4話
轟々と音を立て聖なる炎は魔物憑きと烙印を押された少女を包み込み無慈悲に焼いていく。
その光景を司祭は微笑みながら見つめ、周囲に漂う肉の焼ける匂いを胸一杯に嗅ぐと後ろに控える村人たちの方を向き両手を広げた。
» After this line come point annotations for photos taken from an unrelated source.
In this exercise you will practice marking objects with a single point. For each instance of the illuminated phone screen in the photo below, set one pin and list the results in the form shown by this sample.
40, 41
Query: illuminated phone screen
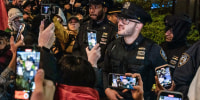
170, 97
164, 77
92, 39
122, 81
27, 66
「諸君、魔物憑きは聖なる水と炎で完璧に排除された!我々は神の力により守られたのだ!」
司祭の宣言に村人たちが雄叫びを上げたその刹那ー。
「ほう、神の力か」
氷のように冷たいその声に湧き上がっていたその場は水を打ったように静まり返り、声のした背後に人々が視線を走らせるとそこには銀色の肩の位置で切られた髪を風に靡かせ、黒馬に跨っている女性が立っていた。
「何だ貴様は!?」
司祭の怒りに震える声に女性は臆する事なく、馬から身軽に降り立つと司祭と村人たちには目もくれず人々の間を通り業火に焼かれる少女の前まで来ると苦虫を噛み潰したような表情をする。
「…来るのが遅かったか…」
女性は静かな声色で呟いた。
「おい!貴様は何者だ!」
無視をし続ける女性に痺れを切らし、司祭は肩を強く握りしめて怒鳴り声を上げた。
「黙れ!愚弄!!」
激昂して、女性は司祭の手を振り払い何も無いところから突然、槍を出すと地面に突き刺しそこから氷が現れ花を咲かせた。
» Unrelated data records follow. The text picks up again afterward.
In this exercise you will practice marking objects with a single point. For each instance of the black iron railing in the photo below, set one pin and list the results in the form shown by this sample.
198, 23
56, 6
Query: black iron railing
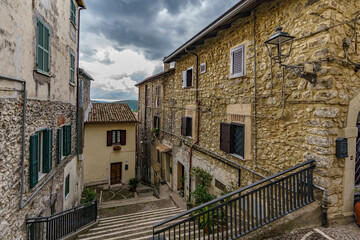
61, 224
240, 212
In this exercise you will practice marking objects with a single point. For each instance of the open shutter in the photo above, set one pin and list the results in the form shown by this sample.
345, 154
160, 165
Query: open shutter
34, 158
189, 77
188, 126
184, 82
60, 144
225, 137
109, 138
238, 61
68, 139
123, 137
46, 152
40, 43
183, 126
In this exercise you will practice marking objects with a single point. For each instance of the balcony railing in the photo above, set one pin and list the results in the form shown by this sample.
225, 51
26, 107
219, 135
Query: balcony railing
242, 211
61, 224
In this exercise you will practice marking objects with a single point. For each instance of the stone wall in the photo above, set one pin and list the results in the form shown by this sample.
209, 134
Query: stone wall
305, 125
39, 114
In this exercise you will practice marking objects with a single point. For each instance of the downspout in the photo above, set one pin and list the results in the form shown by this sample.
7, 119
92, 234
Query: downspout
23, 133
77, 88
198, 116
324, 206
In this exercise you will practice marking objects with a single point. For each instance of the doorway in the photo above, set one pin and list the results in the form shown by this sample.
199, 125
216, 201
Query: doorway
116, 173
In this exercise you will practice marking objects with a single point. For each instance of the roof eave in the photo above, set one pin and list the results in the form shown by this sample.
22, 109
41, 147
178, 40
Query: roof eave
241, 6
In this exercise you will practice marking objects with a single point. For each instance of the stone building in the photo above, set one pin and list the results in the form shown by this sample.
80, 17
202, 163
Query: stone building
225, 97
110, 145
40, 157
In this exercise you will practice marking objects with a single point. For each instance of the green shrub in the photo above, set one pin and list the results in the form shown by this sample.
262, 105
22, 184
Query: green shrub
87, 196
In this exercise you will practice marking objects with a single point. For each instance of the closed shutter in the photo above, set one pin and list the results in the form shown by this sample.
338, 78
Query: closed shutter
34, 158
123, 137
109, 138
60, 145
183, 126
188, 126
238, 60
189, 77
46, 151
68, 139
184, 79
225, 137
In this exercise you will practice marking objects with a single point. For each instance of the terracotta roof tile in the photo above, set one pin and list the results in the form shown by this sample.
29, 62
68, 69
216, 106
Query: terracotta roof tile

人知を超えるその力に司祭を始め、村人たちが思わず後ずさる。
「そ、その力は…!」
「ローズ・オブ・ルミナス。神に祝福を授かりし者」
女性の凛とした声に人々が息を呑む。
「ロザリア、貴様隊長の癖に突っ走りすぎじゃ」
静まり返るその場に響く幼い少女の声がしたかと思うと二頭の馬が突然人々の背後から現れロザリアと呼ばれた女性の前まで来ると止まった。
「私に指図をするか、魅夜」
「指図では無い、クレームじゃ。馬鹿者」
「ふ、二人とも辞めましょうよ…」
「「ルフルは黙ってろ!!」」
二人に怒鳴られ濃緑の髪を持つ少年、ルフルは「ヒッ!?」と声を声を上げて馬から降りる。
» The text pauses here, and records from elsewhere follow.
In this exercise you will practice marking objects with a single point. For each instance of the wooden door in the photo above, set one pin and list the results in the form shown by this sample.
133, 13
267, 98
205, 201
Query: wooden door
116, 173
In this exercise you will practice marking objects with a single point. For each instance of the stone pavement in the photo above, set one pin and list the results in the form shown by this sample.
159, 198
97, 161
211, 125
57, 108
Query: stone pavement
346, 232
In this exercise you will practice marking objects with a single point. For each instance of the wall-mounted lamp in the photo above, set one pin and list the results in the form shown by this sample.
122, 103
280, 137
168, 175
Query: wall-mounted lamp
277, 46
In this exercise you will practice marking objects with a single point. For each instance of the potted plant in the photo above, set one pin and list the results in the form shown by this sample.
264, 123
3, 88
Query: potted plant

それに続き腰まで伸ばした黒髪を揺らし魅夜も降りると燃え盛る炎の方に視線を向けた。
「これまた派手に…」
「燃えてる方は無理でも顔に火傷してる者を助ける事は出来るか?」
「…ふむ。出来る限りはしておく」
魅夜はロザリア達に背を向けて辛うじて息をしている方の女性の方へと歩いていく。
「後は魅夜に任せる。…さて、貴様ら誰の許可を得て魔物憑きの裁判をした?」
ロザリアは地面から槍を引き抜き、司祭達にその先端を向ける。
「誰の判断でかの者達を魔物憑きと判断した?」
「わ、私ですが…」
ロザリアは目を閉じ司祭の震える答えを聞く。
「そうか」
短く答え目を開く。
「…そ、その目…!」
彼女の目は青く輝いていた。
魔物憑きと判断された少女のように。
「貴様は何時から神になった!?神に成り代り人を裁くなど言語道断!恥を知れ!!!」
怒鳴るロザリアの肩にルフルが手を置いた。
そう言うルフルの目もオパールの様な色に変わっていた。
「ロザリア。彼らは人では無いですよ。少なくとも司祭を含め五人は魔物憑きです。後の村人は卵が孵りそうな危うい状態ですね」
「そうか。なら、五人は殺していいな」
「どうぞ」
ロザリアは獰猛な笑みを浮かべた。